Основная проблема, заявленная в книге, — девочки в школе «начали закрываться». На местном языке это означает — в школе все больше учениц носят хиджабы. Что вызывает обеспокоенность старших, особенно старейших (а никого важнее в горах Дагестана, понятно, нет), потому что они знают: сотни лет жители Дагестана верили в Аллаха, но никто не носил черное, кроме особых случаев, к которым, например, относится траур.

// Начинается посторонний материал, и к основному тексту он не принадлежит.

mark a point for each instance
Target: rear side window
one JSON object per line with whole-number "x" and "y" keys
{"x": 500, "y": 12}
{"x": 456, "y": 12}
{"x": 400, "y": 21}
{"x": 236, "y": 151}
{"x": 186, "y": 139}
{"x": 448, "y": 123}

А вот молодым почему-то нравится именно такая черная религиозность. И героиня думает, как бы привести их к свету знания. Раньше тут все просто были не особо образованные, а теперь многие еще становятся исступленно религиозными. И те, которые уже «закрылись», чувствуют свое превосходство, даже позволяют себе делать замечания учителю.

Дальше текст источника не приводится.